Monday, March 30, 2009

Shop Profile - Fastrack Bicycles

If you happen to be in Santa Barbara, check out Fastrack Bicycles. It's a true road shop with a rich history in elite cycling and plenty of connections to some of the sports great riders. The shop is packed with all the latest road bikes that one would see winning the Tour de France. We had the opportunity to find out a little bit more about the shop and its owner Dave Lettieri.

Acura LA Bike Tour: When you opened, most shops were still in the mountain biking is the bread and butter mode, what made you take that leap of faith to a road only shop?
Dave Lettieri: I thought if I could fill a need and a particular niche, I could have a good business.

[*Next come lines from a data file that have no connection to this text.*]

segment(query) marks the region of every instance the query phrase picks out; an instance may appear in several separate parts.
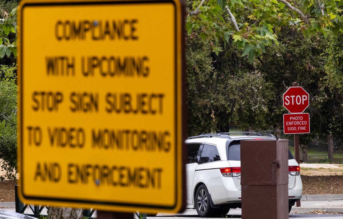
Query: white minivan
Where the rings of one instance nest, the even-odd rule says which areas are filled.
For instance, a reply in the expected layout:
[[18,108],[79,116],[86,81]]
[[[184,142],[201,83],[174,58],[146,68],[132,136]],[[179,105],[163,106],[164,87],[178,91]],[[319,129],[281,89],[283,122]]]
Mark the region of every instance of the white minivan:
[[[187,208],[202,217],[223,217],[241,208],[240,142],[275,139],[270,134],[225,132],[203,134],[186,141]],[[288,210],[301,198],[300,167],[288,150]],[[244,173],[243,173],[244,174]]]

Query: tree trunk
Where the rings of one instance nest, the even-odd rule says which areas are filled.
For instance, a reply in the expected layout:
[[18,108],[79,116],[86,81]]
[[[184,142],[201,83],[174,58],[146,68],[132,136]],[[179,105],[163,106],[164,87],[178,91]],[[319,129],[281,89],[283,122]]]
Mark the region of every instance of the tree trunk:
[[82,219],[83,211],[82,208],[50,206],[48,209],[48,219]]

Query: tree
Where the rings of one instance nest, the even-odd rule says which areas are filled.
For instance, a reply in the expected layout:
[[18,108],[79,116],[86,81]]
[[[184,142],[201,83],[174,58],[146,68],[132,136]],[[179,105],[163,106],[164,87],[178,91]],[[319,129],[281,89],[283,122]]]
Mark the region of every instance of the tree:
[[332,35],[326,50],[325,65],[327,85],[330,91],[330,100],[326,105],[329,116],[329,131],[335,136],[342,136],[343,132],[343,35]]
[[17,172],[16,69],[15,65],[0,66],[0,167],[9,179],[15,179]]
[[200,29],[199,36],[217,55],[232,43],[251,62],[266,46],[277,44],[283,27],[308,38],[343,33],[342,4],[337,0],[198,0],[188,10],[186,29],[189,35]]
[[186,44],[189,135],[228,131],[234,125],[269,127],[267,103],[274,94],[260,72],[233,47],[211,55],[197,33]]

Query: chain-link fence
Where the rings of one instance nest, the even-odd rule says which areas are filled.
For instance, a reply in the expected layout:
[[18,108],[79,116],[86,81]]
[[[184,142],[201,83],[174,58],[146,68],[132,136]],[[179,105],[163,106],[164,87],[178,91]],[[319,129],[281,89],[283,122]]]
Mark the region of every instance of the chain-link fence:
[[332,138],[333,145],[333,158],[343,158],[343,140]]

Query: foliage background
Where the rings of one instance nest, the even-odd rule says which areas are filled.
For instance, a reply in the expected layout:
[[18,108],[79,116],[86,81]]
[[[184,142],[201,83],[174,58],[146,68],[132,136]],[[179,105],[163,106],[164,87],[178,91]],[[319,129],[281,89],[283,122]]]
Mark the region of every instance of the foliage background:
[[[199,3],[186,1],[190,11]],[[300,135],[300,143],[318,133],[342,138],[343,35],[336,29],[342,26],[340,3],[323,2],[326,12],[335,14],[322,17],[315,1],[291,1],[315,17],[309,24],[275,2],[279,1],[209,1],[211,7],[199,19],[192,17],[185,24],[189,136],[228,131],[233,126],[277,133],[287,113],[282,94],[296,82],[310,96],[305,112],[310,113],[311,133]],[[250,2],[256,7],[246,10]],[[7,171],[0,180],[15,178],[16,171],[18,2],[0,1],[0,168]],[[222,18],[226,20],[221,18],[225,5],[237,15],[239,31],[227,15]],[[275,11],[282,14],[275,18]],[[337,22],[327,28],[333,21]]]

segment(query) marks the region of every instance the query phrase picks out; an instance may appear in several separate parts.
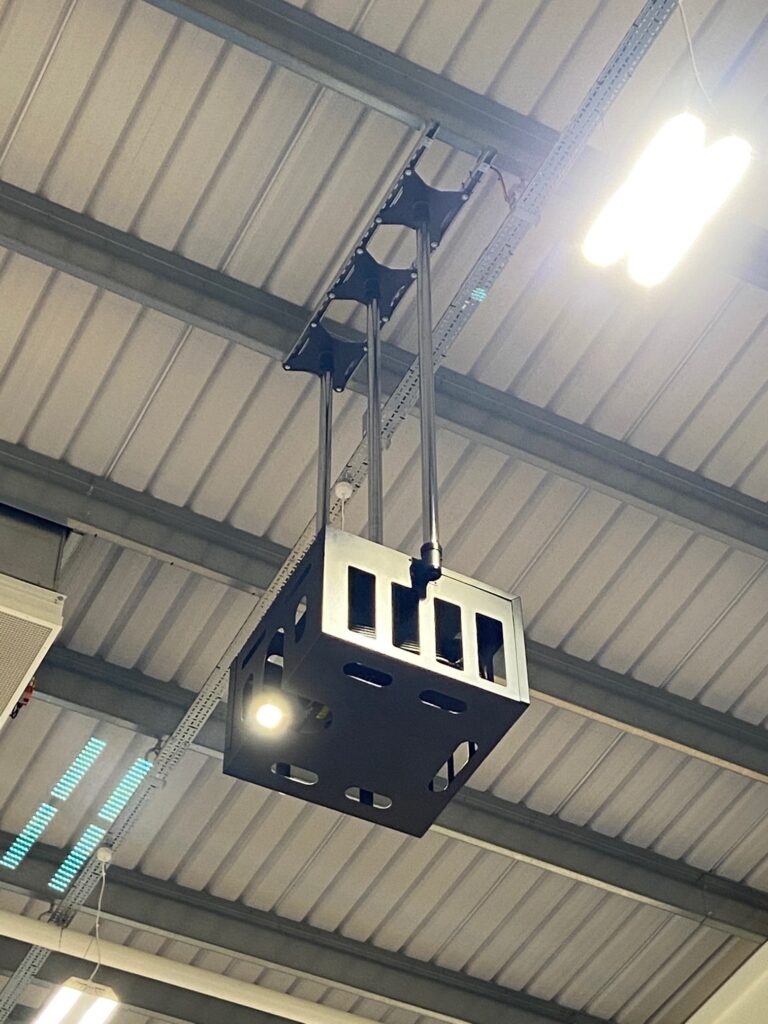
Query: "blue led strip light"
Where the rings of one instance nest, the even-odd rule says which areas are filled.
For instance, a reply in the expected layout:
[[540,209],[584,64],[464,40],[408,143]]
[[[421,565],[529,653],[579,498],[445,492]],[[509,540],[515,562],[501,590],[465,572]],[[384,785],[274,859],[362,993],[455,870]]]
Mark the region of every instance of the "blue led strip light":
[[120,782],[118,782],[113,790],[110,799],[98,812],[98,816],[102,821],[114,821],[115,818],[117,818],[118,814],[120,814],[133,794],[139,787],[141,780],[145,778],[152,770],[152,761],[147,761],[146,758],[139,758],[138,761],[133,762]]
[[68,800],[93,767],[104,746],[106,746],[106,743],[103,739],[96,739],[94,736],[91,736],[51,790],[51,797],[56,797],[58,800]]
[[65,892],[105,835],[106,830],[104,828],[99,828],[98,825],[88,825],[75,846],[67,854],[67,859],[48,883],[48,888],[55,889],[57,893]]
[[35,843],[43,835],[48,824],[53,820],[57,808],[51,807],[50,804],[41,804],[2,857],[0,857],[0,864],[3,867],[18,867]]

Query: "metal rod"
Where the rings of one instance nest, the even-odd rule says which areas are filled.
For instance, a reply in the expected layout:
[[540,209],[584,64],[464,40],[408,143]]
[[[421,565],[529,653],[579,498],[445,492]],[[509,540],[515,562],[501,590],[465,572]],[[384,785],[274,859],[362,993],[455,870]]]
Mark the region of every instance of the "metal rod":
[[330,371],[321,374],[319,430],[317,433],[317,532],[328,525],[328,508],[331,499],[331,454],[334,411],[334,389]]
[[381,460],[381,338],[379,297],[368,303],[368,538],[384,543]]
[[429,260],[429,221],[416,230],[417,306],[419,322],[419,400],[421,404],[422,562],[428,578],[436,580],[442,567],[437,518],[437,443],[432,356],[432,281]]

ABT: What makes Fastrack different from other shops around Southern California?
DL: I think because the shop is owner operated, and that makes a big difference. Also, not many shop owners do not have the background that I have. Also still riding and participating in local events helps keep me up to date on the newest equipment.

ABT: You have a pretty good relationship with Lance Armstrong. How did you meet Lance?
DL: I knew Lance when I managed Chevrolet/LA Sheriff. (Note: The Chevrolet/LA Sheriff Cycling Team was a domestic based pro team from 1991-1995) Then he started vacationing in Santa Barbara in late 1997 and we became friends.

ABT: What does his comeback do for the sport?
DL: It’s big for the exposure that the sport gets. Every thing Lance does is reported on in the press.

ABT: Does that help with business?
DL: Absolutely, any publicity for cycling is good for the bike industry.

ABT: Has Lance changed the industry?
DL: Yes he has helped everyone from Trek to all the other bike manufacturers. He brings them into the sport. He also helps the coaching angle of the bike industry as well as the bikes.

ABT: You had a pretty successful racing career. Can you tell us how you get into riding?
DL: I did local century tours in northeastern Pennsylvania. Then started track racing in Trexlertown PA on the velodrome.

ABT: You competed in the 1998 Olympics. Tell us about your Olympic experience?
DL: That was great because everyone recognizes the Olympics. It gives a bit of credibility to anyone’s cycling career.

ABT: How do we get young people in the sport?
DL: I think with local events as well as having cycling mentors or coaches to help guide young riders.

ABT: What do you think of the swing towards bike advocacy?
DL: I think its good. If we have more bike lanes, bikeways and recognition for bikes or cycling, it’s a good thing.